Seeing double: WHS staff bring their mini ‘me’s’ to work

On April 28, WHS took part in what has become a tradition throughout the country: Take your child to work day. According to, the initial iteration of the day called “Take Your Daughter to Work Day,” was launched as an initiative to empower young girls with a wide range of workplace experiences. Now, at WHS, teachers bring their children of all ages to see the inner workings of their job. 

Take Your Child to Work Day provides the unique opportunity for the Child Growth and Development class at WHS to interact with young children. Kimberly Rhodes, who teaches the course, said, “Child Growth is a class that focuses on children’s intellectual, social and emotional development [from birth] through the ages of six, so we don’t have a lot of opportunities to interact with children at that age in this building.”
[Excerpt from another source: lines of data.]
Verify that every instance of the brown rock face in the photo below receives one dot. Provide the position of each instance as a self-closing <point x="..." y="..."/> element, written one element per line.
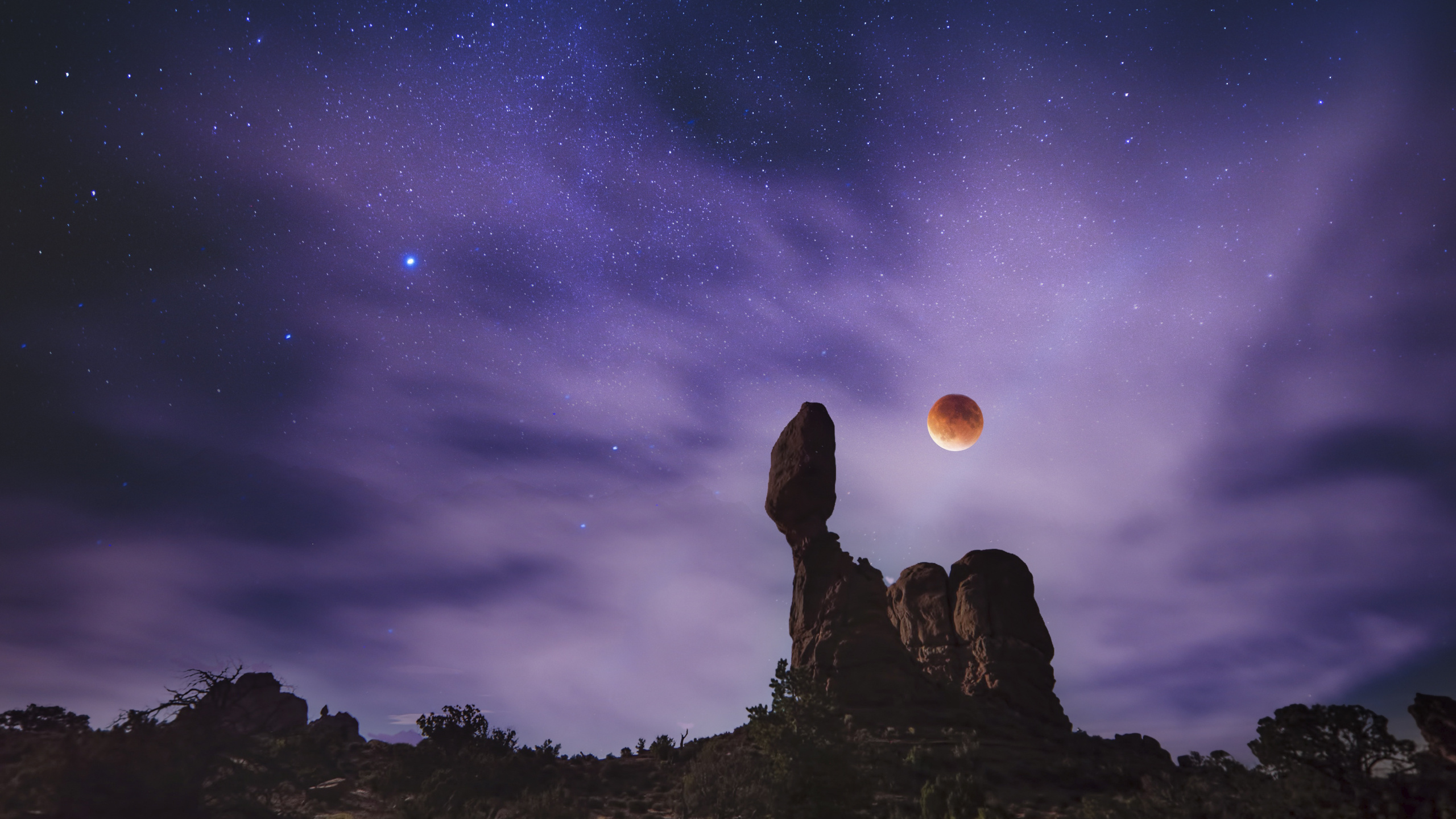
<point x="338" y="727"/>
<point x="921" y="610"/>
<point x="925" y="642"/>
<point x="254" y="704"/>
<point x="1436" y="717"/>
<point x="801" y="478"/>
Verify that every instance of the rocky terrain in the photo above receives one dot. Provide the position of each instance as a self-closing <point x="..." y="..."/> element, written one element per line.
<point x="931" y="697"/>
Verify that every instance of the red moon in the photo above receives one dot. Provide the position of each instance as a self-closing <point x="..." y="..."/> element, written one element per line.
<point x="956" y="421"/>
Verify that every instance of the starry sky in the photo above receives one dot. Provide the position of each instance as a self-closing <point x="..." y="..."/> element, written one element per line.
<point x="432" y="353"/>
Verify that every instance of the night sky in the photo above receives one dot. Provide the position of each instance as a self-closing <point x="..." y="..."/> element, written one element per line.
<point x="432" y="353"/>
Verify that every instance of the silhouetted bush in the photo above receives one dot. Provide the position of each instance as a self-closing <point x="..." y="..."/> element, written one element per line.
<point x="810" y="760"/>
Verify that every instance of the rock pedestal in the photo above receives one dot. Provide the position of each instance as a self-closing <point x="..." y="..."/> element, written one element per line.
<point x="931" y="640"/>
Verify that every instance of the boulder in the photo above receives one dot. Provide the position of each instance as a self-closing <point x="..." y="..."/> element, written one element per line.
<point x="919" y="649"/>
<point x="255" y="703"/>
<point x="1008" y="644"/>
<point x="801" y="475"/>
<point x="337" y="727"/>
<point x="1436" y="717"/>
<point x="921" y="610"/>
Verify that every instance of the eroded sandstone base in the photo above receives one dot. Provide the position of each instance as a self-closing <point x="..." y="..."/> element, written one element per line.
<point x="926" y="644"/>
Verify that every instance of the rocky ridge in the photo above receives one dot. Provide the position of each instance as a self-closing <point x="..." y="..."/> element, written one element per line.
<point x="926" y="647"/>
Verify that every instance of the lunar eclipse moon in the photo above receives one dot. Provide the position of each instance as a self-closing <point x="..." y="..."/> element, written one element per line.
<point x="956" y="421"/>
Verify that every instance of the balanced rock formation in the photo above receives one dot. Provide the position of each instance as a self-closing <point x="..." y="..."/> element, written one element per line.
<point x="838" y="623"/>
<point x="254" y="704"/>
<point x="1436" y="717"/>
<point x="929" y="640"/>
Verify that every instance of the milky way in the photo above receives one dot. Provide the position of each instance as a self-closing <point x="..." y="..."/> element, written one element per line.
<point x="433" y="354"/>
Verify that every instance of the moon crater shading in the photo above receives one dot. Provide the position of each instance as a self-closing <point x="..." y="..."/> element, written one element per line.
<point x="956" y="421"/>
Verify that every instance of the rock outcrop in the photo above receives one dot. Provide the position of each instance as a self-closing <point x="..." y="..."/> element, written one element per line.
<point x="1436" y="717"/>
<point x="925" y="644"/>
<point x="838" y="617"/>
<point x="337" y="727"/>
<point x="254" y="704"/>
In preparation for the day, Rhodes tasked her students with crafting an engaging activity that would interest all of the kids. “The goal for my students is to create something that is understandable for the ages of [the] children, and work on their interaction skills with the children during the activity,” she said. 

The result: An engaging scavenger hunt around the school that allowed the high school students to interact with the kids, and also adults along the way, which Rhodes noted to be a key component. Along with that, high school students were exposed to working with kids and how it differs from working with adults. 

The scavenger hunt, which took place during first period, served as a way to get the kids to tour the school at the beginning of the day. Nine-year-old Jack Scott, son of Math Teacher Jillian Scott, said the scavenger hunt was the highlight of his time at WHS. Younger brother Owen Scott, age seven, said the best part of his day was “probably giving people one hundreds” on assignments. He added, “I want to be the principal in the school.”

Pippa Campbell, age five, daughter of Math Teacher Callie Campbell, said the best part of her day was holding the lizard in Mr. Huhn’s class, while eight-year-old Anetta Malvasio, daughter of Math Teacher Nicole Malvasio, really enjoyed walking to different classes. 

Take Your Child to Work Day also offered many of the children an opportunity to see what it will be like as a high school student one day. “I’m most excited to have a locker and switch to different classes when I’m in high school,” said 10-year-old Lucas Spring, son of Social Studies Teacher Jaqueline Spring.  

It also allowed the kids to see what exactly it is their parents do every day. Lucas said, “I loved watching my mom teach because I think it’s really unique how she teaches.” 

Whether it was for the Child Growth and Development students, the children or the teacher-parents, Take Your Child to Work Day appeared to be a successful and engaging day for all at WHS.